According to the Senior Vice President and CMO of Plus Therapeutics, Dr. Norman LaFrance, the synthetic control arm of Medidata will cut down on the cost and time that comes with trials for rare diseases like glioblastoma.

Dr. LaFrance adds that the company was satisfied with Medidata’s platform, capabilities, and the team as it evaluated the project’s feasibility. Furthermore, the partnership will allow the companies to expose fewer volunteers to placebos and other ineffective treatments, thus potentially extending their lives.

Medidata will give Plus Therapeutics a synthetic control arm that the matter will add to its Phase II trial. This move could help many patients who find the standard care for glioblastoma ineffective.

The synthetic control arm is an external control that Medidata forms by choosing patients from its file on clinical trials. The company does this to allow matching of the disease and demographic characteristics of patients it treats with the trial drug.

The synthetic control arms limit the number of placebos

Many researchers agree that synthesis control arms could accurately mimic classic randomized controls.

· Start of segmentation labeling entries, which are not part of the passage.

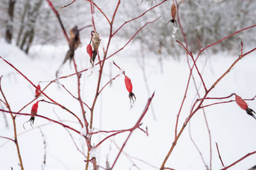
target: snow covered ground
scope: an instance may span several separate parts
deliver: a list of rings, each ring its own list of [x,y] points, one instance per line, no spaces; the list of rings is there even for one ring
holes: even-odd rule
[[[79,70],[90,66],[89,57],[86,52],[86,42],[88,40],[82,40],[82,43],[84,42],[83,45],[76,52],[76,60]],[[125,40],[114,39],[112,43],[109,54],[121,47]],[[101,46],[106,47],[104,40]],[[173,141],[177,114],[184,97],[189,69],[185,56],[181,58],[179,61],[169,58],[163,60],[163,72],[161,73],[161,65],[158,62],[159,57],[150,52],[144,51],[144,68],[147,86],[150,89],[148,94],[140,67],[142,59],[140,47],[136,42],[132,42],[120,52],[107,60],[101,84],[102,87],[111,78],[120,73],[120,71],[113,65],[113,60],[131,78],[133,92],[137,100],[133,107],[131,107],[128,92],[124,85],[124,75],[119,76],[100,95],[95,106],[93,127],[95,131],[99,129],[111,130],[132,127],[141,114],[149,95],[155,91],[152,107],[156,120],[150,107],[142,121],[143,124],[141,127],[144,129],[146,126],[148,127],[149,135],[147,136],[140,130],[135,130],[124,151],[131,157],[139,158],[159,168]],[[49,82],[45,81],[55,79],[56,71],[63,61],[67,50],[66,45],[38,45],[33,47],[29,56],[27,56],[15,46],[7,45],[3,41],[0,43],[0,56],[12,63],[34,84],[38,84],[41,81],[42,88]],[[237,49],[237,56],[239,52],[239,49]],[[206,86],[209,88],[237,56],[230,56],[224,52],[215,55],[206,54],[200,56],[198,66],[199,70],[203,69],[207,59],[202,76]],[[100,54],[102,56],[102,53]],[[210,93],[209,97],[225,97],[232,93],[237,93],[243,98],[254,97],[256,95],[256,81],[253,63],[256,63],[255,57],[254,52],[239,61]],[[81,77],[82,99],[90,106],[92,104],[95,93],[98,70],[99,66],[95,66],[93,69],[84,72]],[[93,72],[92,75],[88,77],[91,71]],[[74,73],[73,65],[66,63],[61,68],[60,75],[67,75],[72,73]],[[0,75],[3,75],[2,88],[12,111],[19,111],[34,98],[34,88],[3,60],[0,61]],[[200,81],[195,72],[194,75],[197,84],[199,85]],[[60,82],[77,96],[76,75],[61,79]],[[202,87],[200,92],[202,96],[204,91]],[[78,101],[72,98],[61,86],[52,84],[45,90],[45,93],[81,118]],[[191,104],[195,102],[195,86],[191,81],[180,116],[178,130],[188,116]],[[0,98],[3,99],[2,96],[0,96]],[[47,100],[44,97],[40,97],[40,98]],[[232,98],[234,99],[234,97]],[[218,101],[219,100],[215,100]],[[205,104],[212,102],[214,102],[207,101]],[[256,110],[255,101],[247,102],[249,107]],[[3,104],[1,107],[7,109]],[[31,105],[22,112],[30,113],[30,109]],[[86,109],[86,112],[90,114],[90,111]],[[230,164],[248,153],[256,150],[255,120],[247,115],[235,102],[207,107],[205,112],[212,137],[212,169],[220,169],[222,167],[215,147],[216,142],[218,144],[225,166]],[[4,114],[7,118],[8,127],[6,126]],[[74,117],[58,106],[40,102],[38,114],[58,120],[57,114],[63,122],[81,130],[79,125],[74,123],[76,121]],[[44,125],[41,128],[46,141],[46,164],[45,166],[43,166],[44,169],[84,169],[85,162],[83,160],[85,158],[76,150],[69,134],[63,127],[36,117],[34,128],[27,123],[25,125],[25,130],[22,124],[29,118],[29,116],[18,116],[16,119],[17,131],[20,134],[18,139],[25,169],[42,169],[45,153],[44,139],[40,130],[36,128],[42,125]],[[201,151],[206,164],[209,166],[209,136],[202,111],[198,112],[191,119],[190,128],[193,139]],[[0,135],[13,137],[12,120],[7,113],[0,114]],[[188,130],[189,126],[187,126],[169,158],[166,167],[175,169],[205,169],[198,152],[189,139]],[[72,134],[78,146],[86,153],[86,146],[83,137],[72,132]],[[118,152],[115,144],[121,147],[128,133],[118,135],[100,145],[96,151],[97,162],[100,166],[106,167],[107,158],[110,165],[112,165]],[[93,143],[98,143],[100,139],[103,139],[106,135],[104,134],[93,135]],[[12,167],[13,169],[19,169],[16,148],[12,142],[8,141],[6,143],[6,141],[8,141],[0,138],[0,169],[10,169]],[[115,169],[156,169],[156,167],[133,157],[127,157],[126,155],[122,154]],[[256,164],[255,160],[256,155],[252,155],[230,169],[249,169]],[[132,166],[133,164],[137,167]],[[92,166],[90,168],[92,169]]]

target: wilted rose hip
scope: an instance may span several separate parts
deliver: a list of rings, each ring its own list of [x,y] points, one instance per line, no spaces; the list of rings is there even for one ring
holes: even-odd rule
[[[90,44],[88,44],[86,47],[87,53],[89,54],[90,57],[92,57],[92,47]]]
[[[30,125],[32,127],[32,125],[34,124],[34,121],[35,121],[35,115],[37,113],[37,109],[38,109],[38,103],[40,101],[37,101],[36,103],[35,103],[31,107],[31,117],[30,117],[30,119],[23,123],[23,128],[25,128],[24,125],[30,121]]]

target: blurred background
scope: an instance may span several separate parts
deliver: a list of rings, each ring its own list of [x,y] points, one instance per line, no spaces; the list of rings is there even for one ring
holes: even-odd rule
[[[67,8],[61,7],[72,0],[52,0],[68,31],[92,24],[91,8],[88,2],[77,0]],[[95,0],[97,4],[111,18],[117,0]],[[127,20],[136,17],[162,2],[158,0],[122,0],[117,11],[113,30]],[[180,23],[186,34],[188,49],[195,55],[202,48],[230,35],[242,28],[256,24],[256,0],[193,0],[178,1]],[[132,92],[137,100],[131,107],[128,92],[120,75],[100,93],[93,116],[93,130],[127,129],[138,121],[150,96],[156,91],[152,103],[143,120],[143,129],[148,129],[148,136],[136,130],[128,141],[124,154],[118,158],[115,169],[159,169],[173,141],[177,114],[184,96],[189,75],[184,50],[176,40],[184,43],[181,28],[175,33],[173,24],[167,24],[172,19],[172,0],[168,0],[138,20],[124,26],[113,38],[108,56],[121,49],[137,31],[147,22],[159,19],[147,25],[123,50],[106,61],[100,87],[121,72],[113,64],[118,64],[132,82]],[[101,39],[99,48],[100,58],[107,46],[109,26],[103,15],[95,8],[93,15],[96,30]],[[177,18],[176,18],[177,20]],[[41,88],[56,78],[68,45],[60,23],[46,0],[1,0],[0,56],[8,60]],[[94,100],[99,78],[99,65],[92,67],[86,47],[91,38],[92,27],[80,32],[81,46],[76,50],[77,70],[88,68],[81,78],[81,98],[91,106]],[[233,36],[205,50],[197,61],[205,86],[212,84],[234,62],[241,54],[241,42],[244,52],[255,47],[255,27]],[[234,69],[221,80],[209,95],[222,97],[236,93],[243,98],[256,95],[255,51],[239,61]],[[188,59],[190,64],[191,59]],[[95,62],[98,61],[96,59]],[[74,68],[67,62],[61,65],[60,76],[74,73]],[[1,86],[13,111],[19,111],[35,98],[35,88],[24,77],[0,59],[0,75],[3,75]],[[188,116],[191,106],[205,94],[200,77],[193,72],[186,100],[182,107],[178,130]],[[76,76],[60,79],[73,95],[77,95]],[[58,83],[52,83],[45,91],[56,102],[63,104],[82,118],[79,102]],[[3,100],[2,96],[0,98]],[[40,99],[47,99],[44,96]],[[234,100],[234,97],[228,100]],[[223,100],[209,100],[205,105]],[[226,100],[225,100],[226,101]],[[246,101],[250,108],[256,110],[255,100]],[[31,112],[31,104],[23,112]],[[3,102],[0,107],[7,109]],[[90,109],[86,108],[90,118]],[[246,154],[255,151],[255,120],[246,114],[236,102],[205,107],[205,117],[200,110],[186,127],[166,166],[175,169],[220,169],[220,161],[215,143],[225,166],[230,165]],[[10,115],[0,112],[0,135],[13,139],[13,131]],[[82,131],[73,116],[54,105],[40,102],[38,114],[62,121]],[[19,144],[25,169],[84,169],[87,147],[84,138],[70,132],[72,141],[65,129],[56,123],[36,118],[34,128],[22,124],[29,116],[16,119]],[[209,139],[205,119],[211,130]],[[108,134],[93,136],[97,144]],[[122,134],[107,140],[97,151],[99,165],[107,167],[113,163],[127,134]],[[74,145],[77,144],[81,153]],[[195,144],[196,144],[195,146]],[[199,151],[198,151],[199,150]],[[200,155],[201,154],[201,155]],[[255,165],[256,155],[248,157],[230,169],[248,169]],[[46,162],[46,163],[45,163]],[[20,169],[15,145],[10,140],[0,138],[0,169]],[[92,169],[90,164],[90,169]]]

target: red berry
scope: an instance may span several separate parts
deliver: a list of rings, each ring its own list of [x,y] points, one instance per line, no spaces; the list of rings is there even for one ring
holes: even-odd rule
[[[129,93],[131,93],[132,91],[132,82],[131,81],[130,78],[129,78],[127,76],[125,75],[124,77],[125,77],[124,82],[125,83],[126,89],[128,90]]]
[[[40,101],[37,101],[36,103],[32,105],[32,108],[31,108],[31,114],[33,115],[35,115],[37,113],[37,109],[38,108],[38,102]]]
[[[248,105],[246,102],[245,102],[244,100],[243,100],[242,98],[241,98],[241,97],[236,95],[236,102],[243,110],[246,110],[248,108]]]
[[[86,47],[87,53],[89,54],[90,57],[92,57],[92,47],[90,44],[88,44]]]

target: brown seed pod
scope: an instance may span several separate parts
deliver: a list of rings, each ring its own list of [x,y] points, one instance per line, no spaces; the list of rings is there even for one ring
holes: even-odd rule
[[[176,9],[176,6],[174,4],[174,3],[172,5],[171,13],[172,13],[172,20],[175,20],[177,9]]]
[[[93,31],[93,35],[92,36],[92,47],[94,50],[97,50],[100,46],[100,39],[97,32]]]

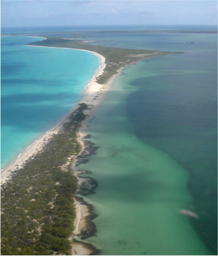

For this reason, they are accurate in interpreting the efficacy of the therapy under investigation

Furthermore, synthetic control arms could improve the validity of trials. In other cases, they could reduce the need to expose many patients to placebos or ineffective treatment standards, thus benefiting more people if the therapy is effective. Despite this move, the result is still highly valid and accurate.

As a result, studies that use synthetic control arms to do a better job of convincing patients to participate. The involvement is even higher in patients with a poor prognosis of few alternatives for treatment.

Plus Therapeutics hopes this study could help fulfill its goal to develop therapies for patients with fatal diseases.